The Universal Synod provides a helpful opportunity to assess how we are doing as we begin this journey of establishing a national synodal pathway in Ireland. It asks: How does this ‘journeying together,’ which takes place today on different levels (from the local level to the universal one), allow the Church to proclaim the Gospel in accordance with the mission entrusted to Her; and what steps does the Spirit invite us to take in order to grow as a synodal Church?
What will the next phase entail?
The second three year phase will be the time of planning and preparation – for putting in place whatever structures may be needed to take this forward, to support people to engage and to connect people in prayer.
This timeline allows for the work of building relationships and addressing, where we can, the factors that may prevent people from participating. This may involve trust-building work with people who feel alienated or hurt, opportunities for training and support for people who may want to engage but don’t have the confidence, and looking at how we adapt models of engagement for people who may require additional support, for example in terms of special educational needs, or language translation.
We need to be mindful of the needs of the victims and survivors of abuse, acknowledging that as a Church we owe a great debt to their courage, and we need to listen to them about how to make the synodal process trauma- sensitive and inclusive for those who wish to participate.
How can the synod help address divisions within the Church?
Some people are approaching these conversations from a place of hurt, or broken trust, and are not convinced their contribution will really count. Others are fearful that synodality will entail a secularising of the church in which what is distinctive about our Christian faith and traditions will be devalued. And there are people who have walked away and who are not engaged in the conversations happening within the Church, and will require particular, targeted outreach if we are to include them in our discernment.
Cardinal Mario Grech, Secretary General for the Synod of Bishops, in a recent address in Oxford, spoke about the opportunity through the synodal process to end the culture of silence about the problems in the Church including the most obvious example of the abuse crisis, but also the challenge of the deep divisions that exist between Catholics. He talked about differences about liturgy, about the role of women, about the desire to exclude people from the Church, and about the challenge of fractures along a liberal/conservative fault line, amongst other things. He expressed the hope that the synodal process would provide space for honest engagement about these issues, through both speaking and listening.
How can readers get involved in the process?
We want to convey to people that the invitation is open to everyone to get involved and, in the first instance, encourage people to engage with the Universal Synod.
I would encourage readers to use our website (synod.ie) and follow us on social media to access resources and keep informed about the process.
We are seeing encouraging signs in terms of the people who have volunteered their time and skills to support listening processes, those who have undertaken training in recent months and the way people are making connections across diocesan boundaries. It is to be hoped that this work will have lasting benefits that will provide a strong support to the national synodal pathway.

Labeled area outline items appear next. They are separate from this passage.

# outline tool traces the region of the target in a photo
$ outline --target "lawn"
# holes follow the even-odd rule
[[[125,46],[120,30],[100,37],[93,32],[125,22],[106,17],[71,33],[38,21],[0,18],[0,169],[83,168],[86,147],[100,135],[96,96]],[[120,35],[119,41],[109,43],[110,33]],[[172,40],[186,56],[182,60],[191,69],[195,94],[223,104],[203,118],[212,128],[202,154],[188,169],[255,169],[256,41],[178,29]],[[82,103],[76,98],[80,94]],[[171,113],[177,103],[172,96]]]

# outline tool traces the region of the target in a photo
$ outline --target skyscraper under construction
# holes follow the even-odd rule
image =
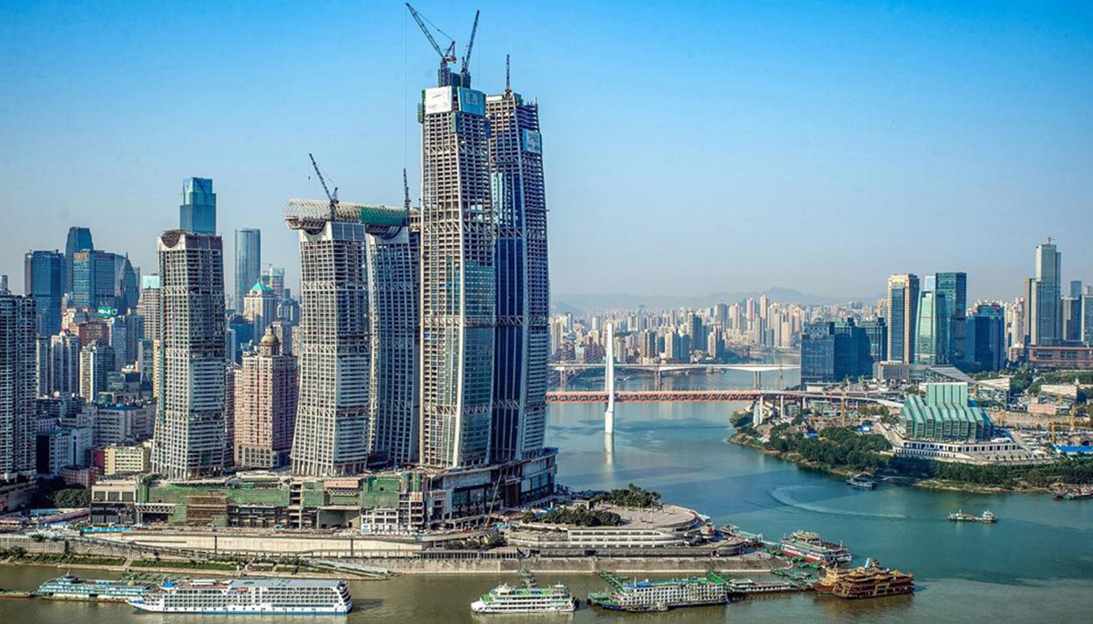
[[[496,329],[491,459],[520,459],[543,446],[550,280],[539,105],[510,86],[486,97],[496,224]]]

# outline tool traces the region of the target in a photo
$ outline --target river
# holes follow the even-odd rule
[[[768,381],[764,375],[764,381]],[[777,374],[773,375],[776,381]],[[666,389],[745,388],[750,373],[666,378]],[[796,382],[787,374],[787,384]],[[643,389],[648,379],[620,381]],[[579,386],[578,386],[579,387]],[[637,483],[666,501],[729,522],[780,537],[798,529],[846,543],[860,564],[872,556],[913,572],[914,596],[865,601],[795,594],[666,614],[618,614],[581,608],[572,616],[472,615],[469,603],[501,580],[481,576],[403,576],[354,581],[357,608],[349,622],[1088,622],[1093,609],[1093,501],[1053,501],[1044,494],[971,494],[882,485],[848,487],[841,479],[731,445],[731,403],[621,403],[615,434],[604,448],[602,408],[551,405],[549,444],[562,449],[560,481],[575,488]],[[957,508],[990,508],[996,525],[945,520]],[[57,574],[46,567],[0,567],[0,587],[32,588]],[[115,576],[108,573],[85,574]],[[601,589],[592,575],[540,576],[562,581],[580,597]],[[1081,615],[1085,613],[1086,615]],[[198,616],[134,614],[116,604],[0,600],[0,621],[91,624],[209,622]],[[277,619],[278,622],[285,619]],[[291,619],[303,620],[303,619]],[[233,621],[260,621],[237,617]]]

Engaging with people who hold views diametrically opposed to our own is one of the most challenging aspects of this process, but in the context of a world that is increasingly polarised, and where people become isolated in echo chambers, if we can find a way to model honest, respectful engagement around the issues that divide, reflecting at once both our diversity and the significance of our shared identity as followers of Christ, we have the potential for real transformation, renewal and hope.